Um dom único

Parto humanizado: gerar a vida de forma autônoma e controlada

Busca por este tipo de parto ganha mais adeptos e é defendido por psicólogos e simpatizantes; objetivo é evitar frustração nas mulheres

Thiago Bastos / O Estado

Atualizada em 11/10/2022 às 12h15
Juliana Chaves durante parto humanizado do seu primeiro filho, Vicenzo, amparada por profissionais de saúde
Juliana Chaves durante parto humanizado do seu primeiro filho, Vicenzo, amparada por profissionais de saúde

São Luís - Conceder o dom da vida é uma bênção divina associada às mulheres que, desde os tempos da criação, registram a capacidade de, após período gestacional, dar à luz uma criança. Esta fase suscita a uma série de dúvidas e incertezas, ao mesmo tempo em que provoca sensações ímpares e psicológicas na mãe que, com ansiedade, aguarda pela chegada do filho ou da filha.

Antes de se submeter ao processo de geração de vida, a mulher realiza preliminarmente o pré-natal, fase em que a futura mãe deve ser acompanhada por um profissional de saúde, que verifica por diversos fatores se o processo de gestação ocorre a contento.
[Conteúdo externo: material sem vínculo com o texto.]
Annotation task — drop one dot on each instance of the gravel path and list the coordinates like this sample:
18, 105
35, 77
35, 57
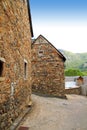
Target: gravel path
57, 114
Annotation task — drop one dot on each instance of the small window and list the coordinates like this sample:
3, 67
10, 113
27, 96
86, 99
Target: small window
40, 53
25, 69
1, 68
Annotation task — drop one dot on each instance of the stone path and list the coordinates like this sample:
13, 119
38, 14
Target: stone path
57, 114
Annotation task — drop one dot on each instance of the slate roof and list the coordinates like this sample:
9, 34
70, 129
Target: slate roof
62, 56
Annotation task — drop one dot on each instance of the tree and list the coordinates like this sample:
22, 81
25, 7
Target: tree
73, 72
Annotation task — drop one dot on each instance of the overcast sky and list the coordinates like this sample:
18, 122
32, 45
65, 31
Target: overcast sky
62, 22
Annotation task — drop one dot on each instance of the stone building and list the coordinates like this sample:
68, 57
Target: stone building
15, 59
47, 68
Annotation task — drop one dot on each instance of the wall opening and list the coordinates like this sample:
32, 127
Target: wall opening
41, 52
25, 69
1, 68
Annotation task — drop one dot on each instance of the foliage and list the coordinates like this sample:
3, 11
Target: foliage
75, 61
73, 72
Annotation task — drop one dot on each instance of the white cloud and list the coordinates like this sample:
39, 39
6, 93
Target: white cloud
71, 37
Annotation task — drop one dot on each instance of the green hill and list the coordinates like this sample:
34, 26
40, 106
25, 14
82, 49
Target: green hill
75, 60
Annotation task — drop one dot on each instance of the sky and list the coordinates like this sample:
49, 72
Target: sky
62, 22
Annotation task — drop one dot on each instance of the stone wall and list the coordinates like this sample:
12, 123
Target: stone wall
76, 90
47, 69
15, 63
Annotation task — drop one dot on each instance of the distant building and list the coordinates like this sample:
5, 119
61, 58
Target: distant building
80, 80
15, 59
47, 68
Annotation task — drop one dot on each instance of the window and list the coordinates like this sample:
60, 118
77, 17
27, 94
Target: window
25, 69
1, 68
2, 60
40, 53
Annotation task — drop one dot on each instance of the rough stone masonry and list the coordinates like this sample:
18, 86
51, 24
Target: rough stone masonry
15, 59
47, 68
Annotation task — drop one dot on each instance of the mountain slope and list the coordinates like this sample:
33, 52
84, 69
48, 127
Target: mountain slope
75, 60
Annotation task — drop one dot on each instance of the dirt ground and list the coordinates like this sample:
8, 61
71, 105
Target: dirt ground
57, 114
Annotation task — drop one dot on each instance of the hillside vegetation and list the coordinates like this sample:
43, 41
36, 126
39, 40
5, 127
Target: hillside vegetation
76, 61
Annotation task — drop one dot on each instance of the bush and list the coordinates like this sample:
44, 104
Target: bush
73, 72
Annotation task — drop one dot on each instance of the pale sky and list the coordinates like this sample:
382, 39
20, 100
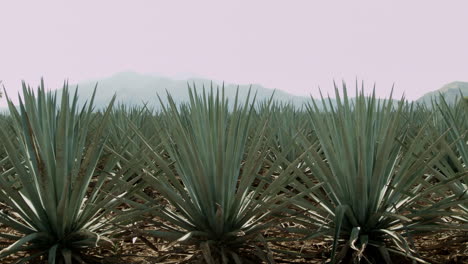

Com o desenvolvimento das sociedades, ao longo dos séculos, e maior participação das mulheres nos processos de formação social, que levaram ao surgimento de conceitos, como feminismo (espécie de doutrina que preconiza o aprimoramento e ampliação do papel dos direitos das mulheres na sociedade), a mulher tornou-se autônoma nos costumes, na formação intelectual e, principalmente, no comportamento, a cada dia mais ativo.

Essa altivez na produção e nos costumes gerou uma série de mudanças nos perfis e na visão do que temos do feminismo e na desenvoltura da mulher, que se refletiu – como exemplo – na forma como ela quer realizar o seu parto. Foi neste contexto que a nomenclatura “parto humanizado” ganhou as páginas de peças de divulgação e de redes sociais nos últimos anos.

Porém, a partir de sua criação, estabeleceu-se uma espécie de estereótipo, ou seja, de que o parto se refere somente à um ambiente agradável, repleto de flores, com uma música “clean” e outros aspectos. Na verdade, a expressão “parto humanizado” é além destes aspectos e prioriza dar a opção plena ou praticamente única à mulher sobre como quer ter seu filho ou sua filha.

O objetivo da reportagem não é simplesmente desvincular o papel do profissional médico deste momento, e sim entender que o parto humanizado vem apenas dar à mulher a possibilidade de escolher se é, por exemplo, mais confortável ter sua criança no espaço domiciliar, como era feito com as “parteiras” (ou ainda é feito) em várias partes do Brasil por diversos fatores (em especial ausência de uma unidade de saúde capacitada no local do parto).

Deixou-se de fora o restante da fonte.